Okuyuş

HUD SURESİ: 29. AYET

HUD SURESİ: 29. AYET

02.07.2018

وَيَا قَوْمِ لا أَسْأَلُكُمْ عَلَيْهِ مَالاً إِنْ أَجْرِيَ إِلاَّ عَلَى اللّهِ وَمَآ أَنَاْ بِطَارِدِ الَّذِينَ آمَنُواْ إِنَّهُم مُّلاَقُو رَبِّهِمْ وَلَكِنِّيَ أَرَاكُمْ قَوْمًا تَجْهَلُونَ ﴿٢٩

"Ey kavmim, buna karşı ben sizden bir mal istemiyorum, benim ücretim Allah'a âittir. Ben, inananları  kovacak değilim. Çünkü onlar Rablerine kavuşanlardır.

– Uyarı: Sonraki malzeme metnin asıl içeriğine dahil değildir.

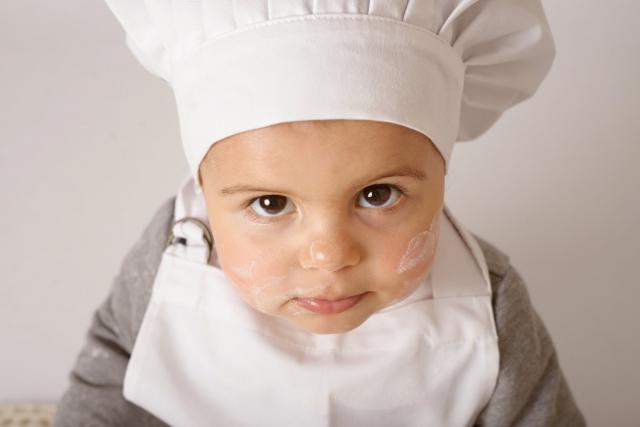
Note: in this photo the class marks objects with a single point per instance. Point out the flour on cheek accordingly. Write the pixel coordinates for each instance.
(421, 247)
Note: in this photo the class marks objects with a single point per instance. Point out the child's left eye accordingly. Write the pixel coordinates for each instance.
(378, 194)
(266, 209)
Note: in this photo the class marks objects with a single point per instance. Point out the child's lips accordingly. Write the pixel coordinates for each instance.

Fakat ben sizi, câhillik eden bir kavim görüyorum."

Kelime Açıklamaları

SEELE: سئل

Sormak, sual etmek, bir şeyi birinden istemek, mesuliyet(sorumluluk

ECERA:اجر

Kırık kemiği bağlamak, kiraya vermek, birine ücret vermek, iş sahibinin yanında işçi olmayı kabul etmek, hayır ve sadaka verip sevap beklemek, gramer.

LAKIYE:لقى

Yüzüne felç indirmek, karşı karşıya getirmek, haber iletmek, bir şeyi görüp karşılaşmak, atmak, salmak, bırakmak,  bulmak. biriyle karşılaşıp buluşmak, sual ,soru sormak, ders vermek, bir adama kavuşup buluşmak, mülakat. sözünü dinleyecek, sayacak, sözünü tutacak insanlar bulmak, elde etmek, ele geçirmek, fırlatmak, götürmek, sunmak, arz etmek, hakkında açıklamada bulunmak, beyanat vermek, kendini bırakmak, teslim etmek, üstlenmek, sorumluluğu kabul etmek, dikkat etmek, dikkatini yöneltmek, otomatik, kendiliğinden olan, kendi isteği ile  zorlama olmaksızın olan.

TARADE: طرد

Uzaklaştırmak, kovmak, çıkarmak, sürmek, işten azletmek, hücum etmek, atışmak, birbirini kovalamak tabi olmak, ileri geri, uzun gün, geniş yer, gece ve gündüz, genel kaide, mütevali, umumi,

CEHELE:جهل

Tencerenin kaynaması şiddetlenmek, bilmemek, tanımamak, hafifsemek, közü karıştıran değnek, bilinmeyen meçhul. Cahil olmak, zayi etmek, yitirmek, cehalete hamletmek, bilgisiz, işaretsiz.